In 2007, then-presidential candidate Barack Obama told supporters at a rally in Harlem that he did not "want to wake up four years from now and discover that we still have more young black men in prison than in college."
Although university researchers and education reporters cautioned that the statistics Obama was using did not paint the whole picture of this phenomenon, he repeated the numbers to standing-room-only crowds.
Obama was unintentionally reinforcing an enduring negative stereotype: Black males as a group are missing in higher education and failing to graduate because of the pathologies in black culture. And make no mistake, cultural and racial stereotypes, whether true or false or incomplete, assume stubborn lives of their own.
The black male stereotype has done just that. Many people, including many African-Americans, university presidents, professors, counselors, students, journalists and politicians picture black males as prison inmates before picturing them as college students.
Black males are branded before ever attempting to enroll in a school. Nothing good is in this. I felt the personal sting of this stereotype in 1963, when I first went to college. Because I am dark-skinned and came from a migrant farming family in Florida, I automatically was placed in remedial English — without being tested. I had been labeled as one doomed to fail on sight.
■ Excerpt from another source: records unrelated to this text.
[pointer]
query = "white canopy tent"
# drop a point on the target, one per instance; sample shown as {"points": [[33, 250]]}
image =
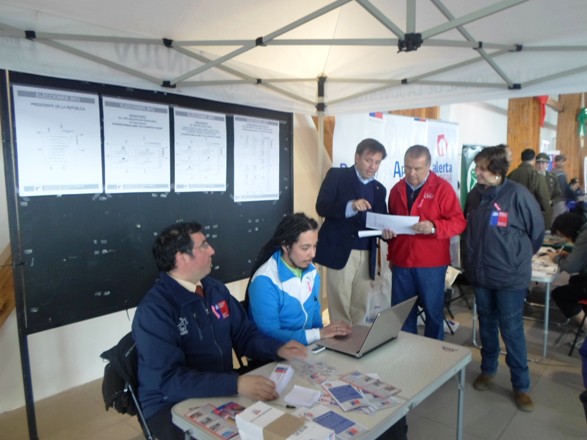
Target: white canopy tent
{"points": [[373, 55]]}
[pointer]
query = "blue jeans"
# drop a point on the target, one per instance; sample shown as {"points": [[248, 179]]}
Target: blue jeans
{"points": [[428, 284], [501, 310]]}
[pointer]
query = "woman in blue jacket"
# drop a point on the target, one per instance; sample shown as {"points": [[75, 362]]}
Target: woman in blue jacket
{"points": [[505, 228], [284, 290]]}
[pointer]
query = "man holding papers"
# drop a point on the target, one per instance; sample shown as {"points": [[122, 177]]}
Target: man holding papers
{"points": [[345, 197], [418, 262]]}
I never bought into the stereotype, never for a moment thinking I would fail. After two weeks, my English professor agreed and transferred me to a regular English class.
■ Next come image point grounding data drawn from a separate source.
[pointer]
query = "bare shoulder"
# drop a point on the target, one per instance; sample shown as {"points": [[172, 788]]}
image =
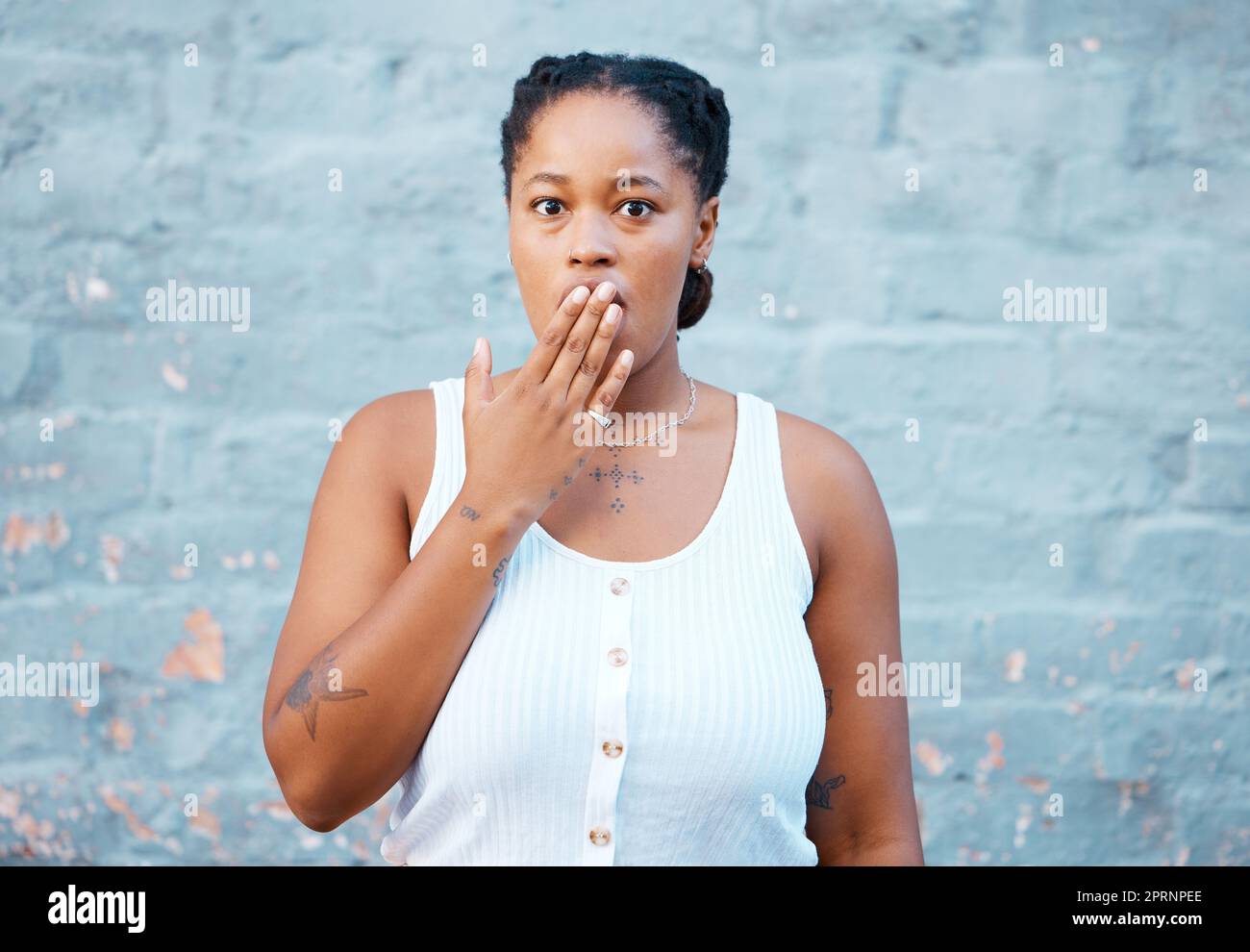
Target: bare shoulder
{"points": [[832, 491], [398, 430]]}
I was sustained by four caring professors, a handful of over-achieving classmates, a work-study job in our campus library, my obsession to study and support from my mother and grandparents. Although I graduated in four years as summa cum laude and won a fellowship to the University of Chicago, no one ever asked me how I did it. But a lot of people predicted that I would fail.
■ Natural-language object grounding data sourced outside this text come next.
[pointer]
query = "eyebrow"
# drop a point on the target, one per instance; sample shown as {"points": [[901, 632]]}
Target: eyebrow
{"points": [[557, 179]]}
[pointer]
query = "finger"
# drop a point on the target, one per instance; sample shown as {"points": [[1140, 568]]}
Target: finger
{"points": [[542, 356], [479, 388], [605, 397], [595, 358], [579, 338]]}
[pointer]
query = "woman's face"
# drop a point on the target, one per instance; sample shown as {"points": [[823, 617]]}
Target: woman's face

During my more than 20 years as a college professor, I have taught many black men who beat the odds, who graduate and lead productive lives. How do they overcome the stereotype?
I currently have a black student, Shaquille Malik, in my writing class at St. Petersburg College where I am an adjunct professor. Malik is a 40-year-old ex-convict who is beating the odds. He is one of my best students. He sits up front, participates in discussions, volunteers to read his essays aloud and eagerly accepts constructive criticism.
A father of three, he told me he is determined to graduate with at least a bachelor's degree. I am certain he will succeed and become a role model. I will monitor his progress and do all I can to assist him. I am already telling other students about him, how he is exploding the stereotype.
Having Malik as a student prompted me to read a new report by Shaun R. Harper, associate professor and director of the Center for the Study of Race and Equity in Education at the University of Pennsylvania, focused on 219 black male students who have succeeded. The professor studied students at 42 colleges and universities in 20 states.
Disregarding the old stereotype, Harper wanted to know what distinguishes these achievers. He found a mix of external factors that seemed to give the students a sense that they not only could but must attend college. Among those factors: committed parents who expected a lot from them; at least one teacher in K-12 who wanted them to succeed academically; and money to pay for college. Another significant factor was a transition to college that included high expectations from administrators and faculty and from successful black male juniors and seniors on campus who motivated them.
"The most surprising finding was also the most disappointing finding," Harper said. "Nearly every student we interviewed said it was the first time that someone had sat him down and asked how he had successfully navigated his way to and through higher education, what compelled him to be engaged and what he learned that could help improve achievement and engagement among black male collegians."
Although the report is complex, Harper has a simple and reachable goal. He wants college and university leaders to commit themselves to finding black men on their campuses like those in the report and learn how they achieved. Harper wants black male student success to become institutionalized. He wants to erase the ugly stereotype of failure that hurts black males and society at large.